However, the professional services firm predicted that UK motor insurers’ NCR in 2022 will be a loss-making 112%, as claims costs are expected to climb by 25%. Other factors hitting profitability in this line of business include underlying inflation, premium rate falls and the costs associated with the FCA’s pricing rules update, which is effective from 1 January 2022.

For UK home insurers, EY’s analysis puts 2021’s NCR at 99.4% - a worsening from 2020’s 97.6%. This trajectory continues into 2022, EY predicted, with home insurers expected to end 2022 with a NCR of 101.6%.

Tony Sault, UK general insurance leader at EY, said: “While the home insurance sector is set to be profitable this year, it is likely [to be] short term and high inflation will be a drag on profitability levels into 2022.

“The costs associated with the regulator’s pricing reforms will also add to the sector’s financial challenges as [it looks] to overhaul pricing models.

“However, premium rates are expected to remain fairly flat over 2022 and the established players are likely to sacrifice profit in the short term to protect their market share.”

Motor premium drop

EY further believes that motor insurance premiums are set to fall 7% by the end of 2021, making motor cover £33 cheaper per policy on average compared to 2020. This means that premium rates this year will be the lowest they have been since 2015.

Driving this trend is changed car usage patterns due to national lockdowns and homeworking, the introduction of the Official Injury Claim portal in May for whiplash claims and the fact that insurers are seeking to defend their market share and retain customers ahead of the FCA’s pricing reform.

Home claims volumes fall

In terms of the UK home insurance market, EY predicts that claims volumes in 2022 will continue in a downwards trajectory, with weather claim volumes dipping 0.6% between 2021 and 2022.

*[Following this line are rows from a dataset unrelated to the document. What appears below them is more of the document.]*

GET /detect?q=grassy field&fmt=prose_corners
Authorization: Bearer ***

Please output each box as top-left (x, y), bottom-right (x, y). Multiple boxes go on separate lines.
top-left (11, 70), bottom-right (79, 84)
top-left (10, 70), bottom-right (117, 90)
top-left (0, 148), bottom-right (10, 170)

This year so far, EY’s analysis found that home insurance claims levels have remained low, although higher than the volumes recorded in 2020.

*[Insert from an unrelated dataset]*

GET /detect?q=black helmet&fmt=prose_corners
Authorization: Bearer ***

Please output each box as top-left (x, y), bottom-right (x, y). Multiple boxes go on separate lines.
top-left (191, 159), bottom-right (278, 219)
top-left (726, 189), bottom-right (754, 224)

The professional services firm noted that although the UK’s lockdowns, the move to hybrid working models and increased homeworking mean that theft claims have decreased, accidental damage claims have grown instead.

Home insurance premiums, meanwhile, are expected to be 1.5% higher in H2 2021 compared to 2020, as insurers respond to inflationary pressures. However, EY predicts premiums for this line of business will be flat in 2022 due to the FCA’s incoming pricing changes.

The firm thinks insurers are “likely to forgo some profit to retain market share”.

Claims inflation in the home insurance market is also predicted to “pick up dramatically” in 2021 and the first half of 2022 because of ongoing supply chain, energy and workforce challenges.

Rodney Bonnard, UK insurance leader at EY, added: “There is certainly a lot for the home and motor insurance industries to contend with and overcome if they are to achieve profitability over the coming years.

“Important issues to get on top of increasingly include environmental, social and governance (ESG), which is in the spotlight now amid COP26.

“Insurers have a vital role to play to counter climate change both internally and as the major players in the flow of green capital.”